A couple of days ago, a bill was pushed through the U.S. Senate that would make it impossible for anyone to get into the food business without incurring costs so staggering that few new entries could afford to get into the food business. The bill is sponsored by same companies whose names we already see on packages that line and fill supermarket shelves. They don’t want any new competition, so they have made enough “contributions” to ensure that enough Senators will vote in favor of their bill.

Most food companies have highly automated production facilities. As they automated, they did not decrease prices, but increased profits. Some of those profits are being used to slide this, and other favorable legislation, through the necessary law-making bodies. One reason is that now, the expensive automation that they use is widely available at affordable prices. So, rather than face honest competition, they pass laws to keep competitors from competing with them. As usual, they say that they are not motivated by huge profits, but by “consumer safety”.

Amazingly, in the past few days, we’ve heard comparatively nothing about this huge bill that guarantees higher costs for everything we eat. Instead, both the state-run media and the increasingly state-controlled blogosphere have suddenly been filled with horror stories about air travelers being abused by the TSA.

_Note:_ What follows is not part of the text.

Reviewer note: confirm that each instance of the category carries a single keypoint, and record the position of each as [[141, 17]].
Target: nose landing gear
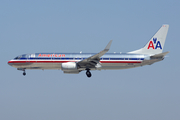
[[88, 73]]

Like a pack of obedient hounds, the state-run media has been made to turn away from the scent of the real story and follow a red herring. As they do so, they will compound the lie by telling us that they are proud of “getting at the truth about the TSA.”

When the Senate’s bill that will end up gouging us for food passes, the wave of outrage that was carefully directed at the TSA will magically disappear. The state-run media will begin to say, “Well, what else can they do but pat-down passengers. It’s is their job to keep us safe.” After this “embarrassment”, the TSA funding will be increased to facilitate dealing with the “important customer concerns” in which they’ll pretend, for a short time, to be interested. It will be repeatedly stated that “We’re going to run this like a business, and be sure that those who use our services as as inconvenienced as little as possible. We do care. After all, we’re Americans, too.”

As this drivel is spewed into our minds, enough of us will all nod wisely, satisfied that the vast bureaucracy has a heart, after all, and the induced outrage will quickly disappear. “Guess we showed them.”, many will say, thinking that their opinion would actually mean anything to a huge, powerful Federal bureaucracy. That is, of course, what people in a democracy are meant to think, that someone cares about them, their thoughts, and their opinions. The state-run media excels at providing that ongoing deception.

Many Americans will enjoy thinking exactly those thoughts about how they helped “tame the TSA” while eating a snack that their self-satisfaction keeps them from realizing now costs twenty percent more than it used to.